A fixed stop combined with a dynamic exit. You need to statistically determine the point (in actual points) of loss at which price is more likely than not to continue going against your trade(s). That will be your fixed stoploss. When price is going with your trade(s), you need a dynamic exit. This can be a trailing stop, an ATR multiplier, a line study indicator, etc. The underlying idea is to cut your losses on trades that are statistically unlikely to make it anyway, and to literally have no cap how far your profitable runners can run. The MT5 Strategy Tester is your friend here. It generates nothing but statistics.
- Do you prefer fixed lot or percentage risk?

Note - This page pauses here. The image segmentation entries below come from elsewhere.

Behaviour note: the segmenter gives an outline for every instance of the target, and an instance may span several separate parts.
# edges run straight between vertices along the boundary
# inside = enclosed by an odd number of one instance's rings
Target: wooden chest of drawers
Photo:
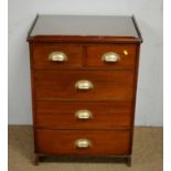
[[[35,163],[72,154],[130,164],[142,42],[135,19],[38,15],[28,41]]]

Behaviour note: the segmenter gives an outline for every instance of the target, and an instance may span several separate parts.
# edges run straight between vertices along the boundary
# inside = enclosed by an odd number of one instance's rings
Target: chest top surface
[[[132,17],[38,15],[29,32],[29,38],[53,35],[141,39]]]

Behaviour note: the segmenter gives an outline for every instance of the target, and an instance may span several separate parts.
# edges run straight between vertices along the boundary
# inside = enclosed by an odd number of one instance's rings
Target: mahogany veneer
[[[38,15],[28,42],[35,164],[50,154],[130,164],[142,42],[135,18]]]

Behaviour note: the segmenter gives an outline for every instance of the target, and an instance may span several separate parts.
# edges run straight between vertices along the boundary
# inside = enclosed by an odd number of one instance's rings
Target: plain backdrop
[[[32,124],[26,33],[40,14],[135,14],[141,45],[137,126],[162,126],[162,0],[9,0],[9,124]]]

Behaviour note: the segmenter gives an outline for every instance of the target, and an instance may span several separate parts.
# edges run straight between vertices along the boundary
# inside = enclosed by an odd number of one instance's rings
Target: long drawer
[[[132,100],[132,71],[36,71],[36,99]]]
[[[129,131],[36,129],[36,152],[49,154],[128,154]]]
[[[131,103],[36,101],[36,127],[55,129],[129,129]]]

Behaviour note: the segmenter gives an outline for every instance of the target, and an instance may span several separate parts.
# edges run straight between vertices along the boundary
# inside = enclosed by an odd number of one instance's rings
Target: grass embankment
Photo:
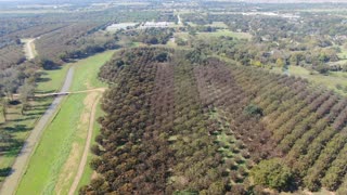
[[[114,51],[107,51],[70,64],[75,68],[75,75],[69,91],[105,87],[98,80],[98,73],[113,53]],[[100,92],[89,92],[65,99],[30,158],[17,194],[68,193],[86,144],[91,108],[100,95]],[[94,132],[98,131],[97,127]],[[86,173],[83,181],[90,174]]]
[[[42,70],[42,77],[38,82],[37,93],[48,93],[57,91],[63,84],[68,67],[56,70]],[[12,167],[15,157],[20,153],[24,141],[28,138],[30,130],[34,129],[37,120],[42,116],[52,98],[41,98],[30,101],[30,108],[22,115],[22,105],[9,105],[7,110],[7,122],[0,115],[0,130],[12,136],[14,141],[11,143],[2,143],[1,146],[8,146],[0,157],[0,169]],[[4,180],[4,176],[0,177],[0,182]]]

I recall having read an empirical study of fixed lot/trade sizing versus variable lot/trade sizing throughout the lifetime of a strategy, and the conclusion was clear--fixed lot/trade sizing is the way to go. Of course, the study only discussed strategies that trade one position at a time.
- How do you filter high-volatility sessions?

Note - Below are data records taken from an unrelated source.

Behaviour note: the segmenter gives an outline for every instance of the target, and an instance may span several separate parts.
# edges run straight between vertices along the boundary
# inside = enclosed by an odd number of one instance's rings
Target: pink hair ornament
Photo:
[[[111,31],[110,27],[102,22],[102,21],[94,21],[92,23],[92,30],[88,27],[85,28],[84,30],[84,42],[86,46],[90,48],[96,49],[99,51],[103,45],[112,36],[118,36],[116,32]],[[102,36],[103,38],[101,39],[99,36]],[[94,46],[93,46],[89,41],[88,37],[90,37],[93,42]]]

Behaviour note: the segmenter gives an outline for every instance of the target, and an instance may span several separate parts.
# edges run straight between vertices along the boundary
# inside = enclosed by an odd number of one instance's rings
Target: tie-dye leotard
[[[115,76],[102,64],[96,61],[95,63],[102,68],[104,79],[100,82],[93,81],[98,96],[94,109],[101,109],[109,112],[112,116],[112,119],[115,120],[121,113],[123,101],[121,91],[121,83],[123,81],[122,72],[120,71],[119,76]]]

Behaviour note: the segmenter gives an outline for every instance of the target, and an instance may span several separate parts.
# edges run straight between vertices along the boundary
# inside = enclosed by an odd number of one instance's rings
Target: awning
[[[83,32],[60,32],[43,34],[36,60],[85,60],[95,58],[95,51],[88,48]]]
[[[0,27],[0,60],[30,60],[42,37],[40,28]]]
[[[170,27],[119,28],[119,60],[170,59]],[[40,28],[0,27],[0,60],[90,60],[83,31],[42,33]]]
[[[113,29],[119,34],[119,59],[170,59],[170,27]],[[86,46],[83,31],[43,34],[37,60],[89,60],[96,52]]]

A truly good swing trading strategy will absorb high volatility and keep on trucking profitably. Switching to a higher timeframe or a timeless custom chart can help with this, unless you're absolutely married to the M15 timeframe.
- Do you pause trading during news events?
I didn't, until I decided to code a prop firm compliant EA. To my pleasant surprise, this allowed me to decrease my custom chart specs. This should apply to standard timeframes as well.
Hello Ebas and fellow traders,
I agree that controlling drawdown in XAUUSD M15 EAs is a tough nut to crack, especially with gold's volatility. From my perspective, (almost) always there's a risk management model that can fit virtually any situation—it all boils down to the trader's objectives: your risk appetite, the maximum drawdown you're willing to tolerate, the desired risk of ruin, and so on. Equally or more important is the performance profile of your trading system itself.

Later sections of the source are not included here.